Jetzt liegt sie in der Küche und atmet ganz flach. Ich hoffe, dass sie mir nicht böse ist, wenn sie wieder aufwacht. Aber was hätte ich tun sollen? Es fällt mir schwer genug, mich bei dem Lärm da draußen zu konzentrieren, da kann ich nicht noch einen Hund brauchen, der wie ein Verrückter durch die Wohnung rennt und bellt.
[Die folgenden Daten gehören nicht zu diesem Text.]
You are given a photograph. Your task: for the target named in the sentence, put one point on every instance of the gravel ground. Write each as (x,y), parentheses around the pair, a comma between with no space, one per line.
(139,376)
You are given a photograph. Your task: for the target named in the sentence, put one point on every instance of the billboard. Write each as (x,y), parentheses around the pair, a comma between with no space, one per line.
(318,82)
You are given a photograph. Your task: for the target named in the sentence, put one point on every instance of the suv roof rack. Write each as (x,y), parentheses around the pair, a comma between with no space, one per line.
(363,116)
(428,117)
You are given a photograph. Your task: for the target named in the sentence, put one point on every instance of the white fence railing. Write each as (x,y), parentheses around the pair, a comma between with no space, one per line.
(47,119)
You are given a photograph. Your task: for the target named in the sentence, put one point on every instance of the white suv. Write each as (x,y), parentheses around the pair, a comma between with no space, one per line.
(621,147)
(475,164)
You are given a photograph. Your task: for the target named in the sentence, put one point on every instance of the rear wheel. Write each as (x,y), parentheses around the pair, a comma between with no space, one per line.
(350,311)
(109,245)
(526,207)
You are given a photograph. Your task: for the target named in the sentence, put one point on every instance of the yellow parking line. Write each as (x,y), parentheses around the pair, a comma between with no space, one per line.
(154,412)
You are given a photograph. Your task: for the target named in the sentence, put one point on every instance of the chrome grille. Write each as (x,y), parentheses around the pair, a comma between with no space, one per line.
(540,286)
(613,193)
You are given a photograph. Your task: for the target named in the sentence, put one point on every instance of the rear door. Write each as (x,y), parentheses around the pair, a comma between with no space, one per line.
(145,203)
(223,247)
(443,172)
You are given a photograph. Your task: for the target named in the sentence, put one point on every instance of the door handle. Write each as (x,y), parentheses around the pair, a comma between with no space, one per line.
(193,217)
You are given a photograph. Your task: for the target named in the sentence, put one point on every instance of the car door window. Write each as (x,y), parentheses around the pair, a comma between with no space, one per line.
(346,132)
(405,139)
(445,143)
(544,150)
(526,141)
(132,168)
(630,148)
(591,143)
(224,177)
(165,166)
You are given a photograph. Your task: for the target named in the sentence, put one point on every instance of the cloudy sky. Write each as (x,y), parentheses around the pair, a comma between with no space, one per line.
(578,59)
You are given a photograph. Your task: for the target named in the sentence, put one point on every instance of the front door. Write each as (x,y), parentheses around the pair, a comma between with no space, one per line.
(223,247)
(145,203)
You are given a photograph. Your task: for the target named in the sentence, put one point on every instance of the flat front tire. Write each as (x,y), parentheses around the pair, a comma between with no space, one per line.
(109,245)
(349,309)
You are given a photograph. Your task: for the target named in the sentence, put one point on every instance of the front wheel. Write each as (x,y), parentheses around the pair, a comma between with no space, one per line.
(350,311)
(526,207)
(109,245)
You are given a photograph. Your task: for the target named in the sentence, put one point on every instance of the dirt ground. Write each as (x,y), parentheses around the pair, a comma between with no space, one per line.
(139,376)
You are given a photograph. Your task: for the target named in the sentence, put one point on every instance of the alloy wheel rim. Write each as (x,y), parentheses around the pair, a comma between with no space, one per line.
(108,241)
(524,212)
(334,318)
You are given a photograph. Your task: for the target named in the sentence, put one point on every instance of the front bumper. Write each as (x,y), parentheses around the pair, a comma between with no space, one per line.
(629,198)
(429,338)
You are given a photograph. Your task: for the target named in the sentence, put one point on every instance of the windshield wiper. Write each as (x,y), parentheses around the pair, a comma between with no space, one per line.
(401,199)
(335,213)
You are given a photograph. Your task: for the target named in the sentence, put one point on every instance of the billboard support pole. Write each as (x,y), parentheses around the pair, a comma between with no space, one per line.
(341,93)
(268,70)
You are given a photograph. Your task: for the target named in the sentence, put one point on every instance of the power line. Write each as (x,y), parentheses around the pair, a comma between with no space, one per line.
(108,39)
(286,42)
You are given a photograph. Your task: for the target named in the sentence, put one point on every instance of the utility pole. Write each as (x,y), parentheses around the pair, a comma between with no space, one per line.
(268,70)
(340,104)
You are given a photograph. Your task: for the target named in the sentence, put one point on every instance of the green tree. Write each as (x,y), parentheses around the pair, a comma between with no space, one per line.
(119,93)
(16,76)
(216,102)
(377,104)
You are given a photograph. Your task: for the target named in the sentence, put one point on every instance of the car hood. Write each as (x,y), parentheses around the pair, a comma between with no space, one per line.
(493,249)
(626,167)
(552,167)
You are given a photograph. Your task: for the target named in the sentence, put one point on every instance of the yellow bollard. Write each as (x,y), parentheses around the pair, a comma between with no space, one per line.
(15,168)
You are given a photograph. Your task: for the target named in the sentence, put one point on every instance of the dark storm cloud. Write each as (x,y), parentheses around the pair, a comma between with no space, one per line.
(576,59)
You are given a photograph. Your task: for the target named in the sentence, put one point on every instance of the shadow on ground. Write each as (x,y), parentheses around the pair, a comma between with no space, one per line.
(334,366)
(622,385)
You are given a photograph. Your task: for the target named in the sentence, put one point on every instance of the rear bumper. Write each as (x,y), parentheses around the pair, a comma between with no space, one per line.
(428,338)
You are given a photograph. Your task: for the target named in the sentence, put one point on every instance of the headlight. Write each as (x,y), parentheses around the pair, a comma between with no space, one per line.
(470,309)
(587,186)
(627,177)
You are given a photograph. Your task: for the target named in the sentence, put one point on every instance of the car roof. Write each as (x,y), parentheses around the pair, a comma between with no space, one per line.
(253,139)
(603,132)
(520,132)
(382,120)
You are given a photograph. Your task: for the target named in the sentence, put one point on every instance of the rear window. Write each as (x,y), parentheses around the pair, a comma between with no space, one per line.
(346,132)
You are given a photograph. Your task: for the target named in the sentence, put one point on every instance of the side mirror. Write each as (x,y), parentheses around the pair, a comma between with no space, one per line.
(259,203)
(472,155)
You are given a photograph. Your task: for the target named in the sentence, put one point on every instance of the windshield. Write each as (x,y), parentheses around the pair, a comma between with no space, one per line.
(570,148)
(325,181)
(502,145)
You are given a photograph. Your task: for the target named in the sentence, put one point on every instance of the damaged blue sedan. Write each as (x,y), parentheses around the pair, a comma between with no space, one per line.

Und außerdem ist es ja auch für Tinka selbst besser, wenn ihr der Stress in den nächsten Stunden erspart bleibt. Denn wenn diese Spinner jetzt schon so knallen, obwohl noch über drei Stunden Zeit sind - was wird dann erst um Mitternacht los sein?
Lieber David, kannst du mir bitte sagen, dass zwei Schlaftabletten nicht zu viel waren?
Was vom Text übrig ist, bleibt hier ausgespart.